次のプロパティを true に設定して、Elasticsearch ノードの 1 つをマスターとして設定してください。
node.master: true
その他のすべての Elasticsearch ノードでは、このプロパティを false に設定してください。
node.master: false
次のプロパティを (マスター適格ノードの総数 / 2 + 1) に設定します。
discovery.zen.minimum_master_nodes
これにより、マスターの選択時に通信する必要があるノードの数を決定することで、「スプリットブレイン」問題を回避できます。
設定の変更を有効にするには、ノードを再起動します。
Elasticsearch のヒープサイズの設定
デフォルトでは、Performance Monitoring Toolset データストアサービスは、最小サイズと最大サイズが 2 GB のヒープを使用するように設定されています。
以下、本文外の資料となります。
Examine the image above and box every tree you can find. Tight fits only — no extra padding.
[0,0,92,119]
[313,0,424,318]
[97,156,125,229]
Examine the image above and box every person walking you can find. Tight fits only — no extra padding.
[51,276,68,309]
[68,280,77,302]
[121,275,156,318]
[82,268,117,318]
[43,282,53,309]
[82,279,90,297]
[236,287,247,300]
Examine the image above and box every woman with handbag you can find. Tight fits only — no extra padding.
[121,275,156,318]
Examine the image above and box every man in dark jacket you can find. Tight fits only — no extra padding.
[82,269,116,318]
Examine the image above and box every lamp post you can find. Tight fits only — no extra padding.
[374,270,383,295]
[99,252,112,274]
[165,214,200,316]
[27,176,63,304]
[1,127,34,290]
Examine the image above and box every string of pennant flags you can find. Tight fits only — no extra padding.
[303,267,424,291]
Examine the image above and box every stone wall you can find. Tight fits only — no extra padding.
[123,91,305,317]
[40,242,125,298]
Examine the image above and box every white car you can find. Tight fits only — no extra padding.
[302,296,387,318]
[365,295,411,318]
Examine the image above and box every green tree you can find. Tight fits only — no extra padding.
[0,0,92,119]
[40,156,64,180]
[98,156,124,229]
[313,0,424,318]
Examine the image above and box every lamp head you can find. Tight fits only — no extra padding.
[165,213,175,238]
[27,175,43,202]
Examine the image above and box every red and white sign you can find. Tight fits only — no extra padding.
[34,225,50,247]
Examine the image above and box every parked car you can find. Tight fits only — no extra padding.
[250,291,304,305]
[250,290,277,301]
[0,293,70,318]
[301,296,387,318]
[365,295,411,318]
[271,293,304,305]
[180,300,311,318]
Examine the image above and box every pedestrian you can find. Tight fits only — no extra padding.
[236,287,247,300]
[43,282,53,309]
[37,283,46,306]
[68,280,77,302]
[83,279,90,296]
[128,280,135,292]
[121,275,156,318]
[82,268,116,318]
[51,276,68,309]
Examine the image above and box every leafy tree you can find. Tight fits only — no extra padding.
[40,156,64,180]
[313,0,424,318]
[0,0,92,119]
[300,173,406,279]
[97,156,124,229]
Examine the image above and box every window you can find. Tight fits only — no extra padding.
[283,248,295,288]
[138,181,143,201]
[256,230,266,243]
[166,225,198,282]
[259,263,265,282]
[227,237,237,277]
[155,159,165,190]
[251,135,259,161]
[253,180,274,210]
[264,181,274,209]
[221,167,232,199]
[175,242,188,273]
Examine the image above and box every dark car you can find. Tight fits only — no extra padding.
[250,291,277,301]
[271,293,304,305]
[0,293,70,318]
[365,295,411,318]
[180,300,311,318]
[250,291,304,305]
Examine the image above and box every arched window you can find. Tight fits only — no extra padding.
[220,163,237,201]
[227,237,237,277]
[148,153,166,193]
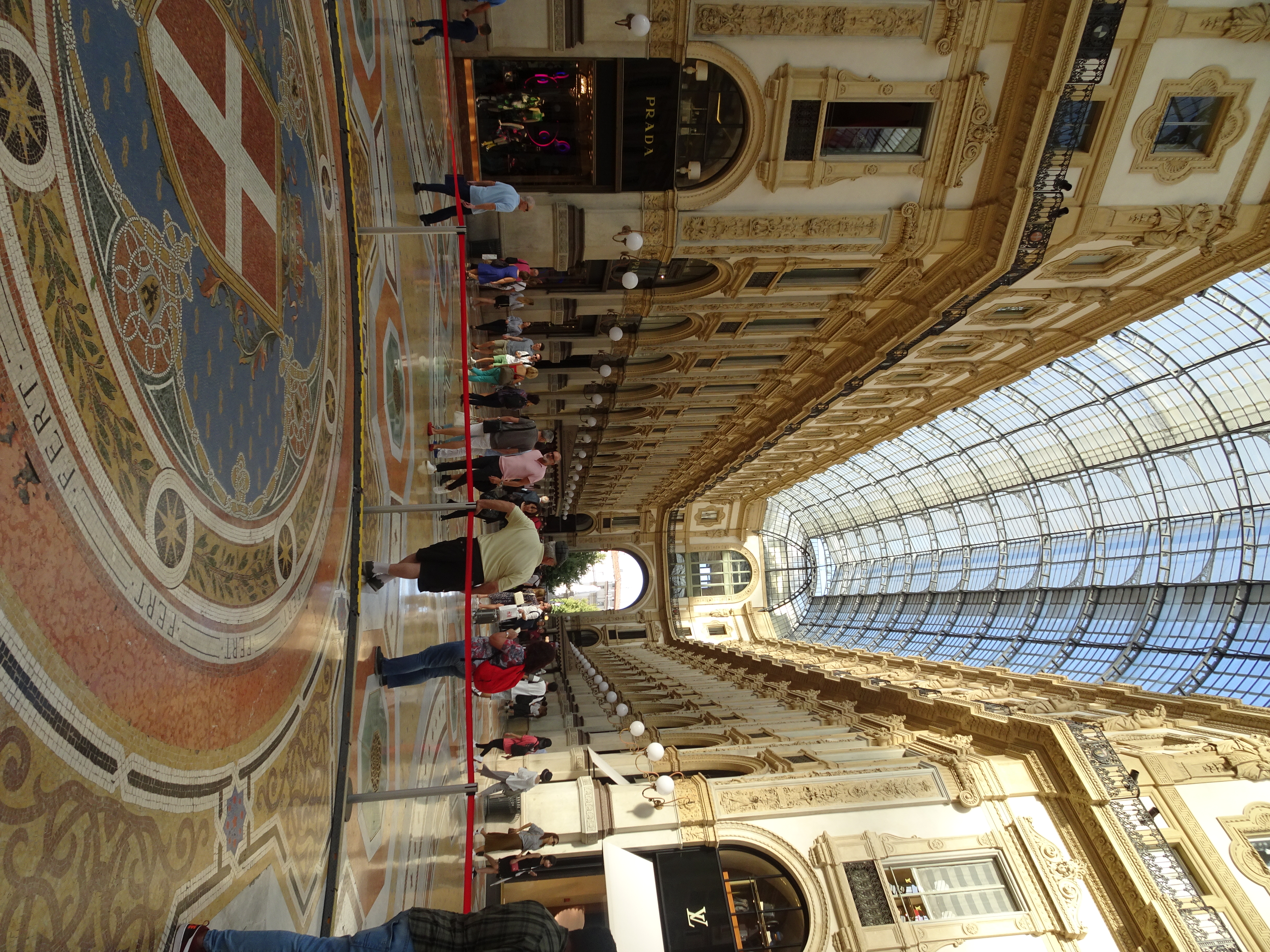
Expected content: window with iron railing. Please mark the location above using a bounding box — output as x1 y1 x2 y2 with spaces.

監視用に多数の ColdFusion サーバーを設定しない場合は、これで十分です。ただし、求めるパフォーマンス上のメリットを得るには、ヒープサイズを最適な値に設定することが重要です。
では、Elasticsearch のヒープサイズを変更するにはどうすればよいでしょうか。ヒープサイズを設定するには、2 とおりの方法があります。
Windows 以外のプラットフォームと Windows プラットフォーム(Elasticsearch をコマンドプロンプトで実行する場合)
ヒープサイズを設定するための手順は次のとおりです。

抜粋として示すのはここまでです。